La Tate Modern londinense ha reunido en cóctel vitriólico, ciertamente explosivo, tres nombres, una amistad triangular: Duchamp, Man Ray y Picabia. Unas 350 piezas llegadas de varios lugares del planeta que simbolizan la esencia de la insatisfacción y la burla hacia la obra perfecta y redonda, el antiacademicismo, la provocación, la búsqueda y la ruptura incesantes, la transgresión de todo límite…Allí, el urinario de Duchamp, al que osó llamar Fuente, las dos Giocondas ultrajadas con mostachos y otras sevicias del citado y de Picabia (éste, de origen español), las osadías fotográficas de Ray, sus anatomías masculinas… Los abuelos del Dadá, pese al transcurso de todo un siglo, siguen impartiendo lecciones a sus nietos posmodernos del perfomance y la instalación, como se puede advertir por el entusiasmo que está despertando dicha muestra londinense.

PROVOCACIÓN PELIGROSA

La exposición ZOG a cargo del colectivo de artistas danés Surrend, mostraba en una galería berlinesa, entre otros riesgos, un fotomontaje en el que figuraba la Kaaba, lugar santo del Islam donde se conserva la piedra negra que el arcángel Gabriel dio a Abraham, con esta inscripción: «Piedra idiota». En otro fotomontaje se veía a un judío ortodoxo tocado con sombrero negro; su título: Sombrero idiota.

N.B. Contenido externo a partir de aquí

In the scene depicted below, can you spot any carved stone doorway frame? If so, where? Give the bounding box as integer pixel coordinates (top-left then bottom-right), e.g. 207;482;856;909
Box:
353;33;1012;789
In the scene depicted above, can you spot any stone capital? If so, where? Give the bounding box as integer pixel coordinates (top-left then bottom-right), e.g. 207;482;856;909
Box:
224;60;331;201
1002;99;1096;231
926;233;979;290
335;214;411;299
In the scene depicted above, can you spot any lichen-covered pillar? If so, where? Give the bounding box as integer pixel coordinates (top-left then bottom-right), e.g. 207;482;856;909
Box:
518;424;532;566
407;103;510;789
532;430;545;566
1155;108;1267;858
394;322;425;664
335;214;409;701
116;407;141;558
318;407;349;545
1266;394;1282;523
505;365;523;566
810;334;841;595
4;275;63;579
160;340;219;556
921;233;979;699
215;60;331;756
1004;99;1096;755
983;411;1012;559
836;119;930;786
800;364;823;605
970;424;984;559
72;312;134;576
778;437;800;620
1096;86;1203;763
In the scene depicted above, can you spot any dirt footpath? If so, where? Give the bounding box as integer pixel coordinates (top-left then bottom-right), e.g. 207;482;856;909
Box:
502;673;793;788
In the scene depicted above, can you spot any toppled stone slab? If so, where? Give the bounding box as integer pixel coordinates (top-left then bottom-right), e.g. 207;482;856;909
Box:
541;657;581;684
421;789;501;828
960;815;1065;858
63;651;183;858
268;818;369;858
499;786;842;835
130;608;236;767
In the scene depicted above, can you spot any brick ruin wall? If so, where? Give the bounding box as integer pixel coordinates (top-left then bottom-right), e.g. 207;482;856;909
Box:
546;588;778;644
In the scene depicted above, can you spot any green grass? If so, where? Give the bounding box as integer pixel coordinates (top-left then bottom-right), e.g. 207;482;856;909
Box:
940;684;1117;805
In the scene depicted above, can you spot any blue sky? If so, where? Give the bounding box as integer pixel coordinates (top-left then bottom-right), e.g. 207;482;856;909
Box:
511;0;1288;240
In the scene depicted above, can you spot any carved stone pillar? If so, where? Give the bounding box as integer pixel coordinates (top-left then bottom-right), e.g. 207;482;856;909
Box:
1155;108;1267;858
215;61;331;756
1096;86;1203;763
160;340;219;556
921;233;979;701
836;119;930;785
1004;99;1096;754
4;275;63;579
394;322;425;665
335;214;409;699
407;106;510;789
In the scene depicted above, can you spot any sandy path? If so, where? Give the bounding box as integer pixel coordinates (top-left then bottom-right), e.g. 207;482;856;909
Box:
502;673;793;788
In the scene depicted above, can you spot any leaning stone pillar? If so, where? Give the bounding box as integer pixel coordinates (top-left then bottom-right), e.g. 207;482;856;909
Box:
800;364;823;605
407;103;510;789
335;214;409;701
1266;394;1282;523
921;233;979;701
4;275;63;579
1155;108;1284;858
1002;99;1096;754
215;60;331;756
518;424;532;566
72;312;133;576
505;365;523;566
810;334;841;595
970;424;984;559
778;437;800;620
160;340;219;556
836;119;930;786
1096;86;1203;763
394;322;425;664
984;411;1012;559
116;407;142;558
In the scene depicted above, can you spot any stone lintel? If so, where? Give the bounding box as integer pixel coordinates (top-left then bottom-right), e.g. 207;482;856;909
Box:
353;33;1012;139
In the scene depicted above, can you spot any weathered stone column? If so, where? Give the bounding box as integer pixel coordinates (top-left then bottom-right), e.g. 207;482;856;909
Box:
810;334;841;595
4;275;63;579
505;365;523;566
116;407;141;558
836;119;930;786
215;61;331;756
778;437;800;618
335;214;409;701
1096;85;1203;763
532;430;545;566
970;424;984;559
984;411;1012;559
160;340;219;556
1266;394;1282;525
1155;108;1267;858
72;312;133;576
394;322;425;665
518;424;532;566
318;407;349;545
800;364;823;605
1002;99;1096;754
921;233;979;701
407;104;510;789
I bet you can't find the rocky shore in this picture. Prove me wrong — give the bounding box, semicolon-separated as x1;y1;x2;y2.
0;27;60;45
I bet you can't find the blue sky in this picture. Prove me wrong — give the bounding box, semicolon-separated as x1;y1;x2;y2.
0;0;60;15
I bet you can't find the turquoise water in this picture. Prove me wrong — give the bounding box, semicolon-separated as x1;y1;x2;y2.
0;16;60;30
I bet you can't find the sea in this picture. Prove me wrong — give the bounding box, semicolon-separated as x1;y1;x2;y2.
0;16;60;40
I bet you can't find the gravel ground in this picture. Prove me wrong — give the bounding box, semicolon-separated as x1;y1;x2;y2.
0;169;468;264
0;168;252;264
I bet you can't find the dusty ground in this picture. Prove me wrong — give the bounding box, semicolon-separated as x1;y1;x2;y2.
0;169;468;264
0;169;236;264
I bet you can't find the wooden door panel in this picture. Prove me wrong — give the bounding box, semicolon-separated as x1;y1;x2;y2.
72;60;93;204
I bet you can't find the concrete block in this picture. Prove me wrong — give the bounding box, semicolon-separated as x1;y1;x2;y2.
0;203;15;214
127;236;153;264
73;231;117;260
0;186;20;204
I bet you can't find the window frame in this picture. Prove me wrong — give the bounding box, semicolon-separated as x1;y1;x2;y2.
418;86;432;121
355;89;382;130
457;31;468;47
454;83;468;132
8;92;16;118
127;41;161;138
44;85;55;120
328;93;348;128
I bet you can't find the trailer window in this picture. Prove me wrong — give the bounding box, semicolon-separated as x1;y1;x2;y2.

Este colectivo se caracteriza por su lucha arriesgada contra todo fanatismo político y religioso. Pero el galerista berlinés que los acogía no sin temblor ha tenido que cerrar las puertas de su establecimiento ante las reiteradas amenazas de grupos árabes fundamentalistas.

MONUMENTO BIOY

Van erigir un monumento a Adolfo Bioy Casares en su Buenos Aires querido. ¡Qué menos! Este caballero de la literatura, semioculto en la sombra por el gran cuerpo celeste Borges, su íntimo, viejo, amigo y colaborador, autor de La invención de Morel y de otras elegantes ficciones, quedará inmortalizado en su barrio de la Recoleta, gracias al programa Pasión por Buenos Aires que pretende recuperar los valores de la ciudad. Aquí, casi desconocido, hasta que Borges habló de él. Años más tarde se le otorgó el Premio Cervantes.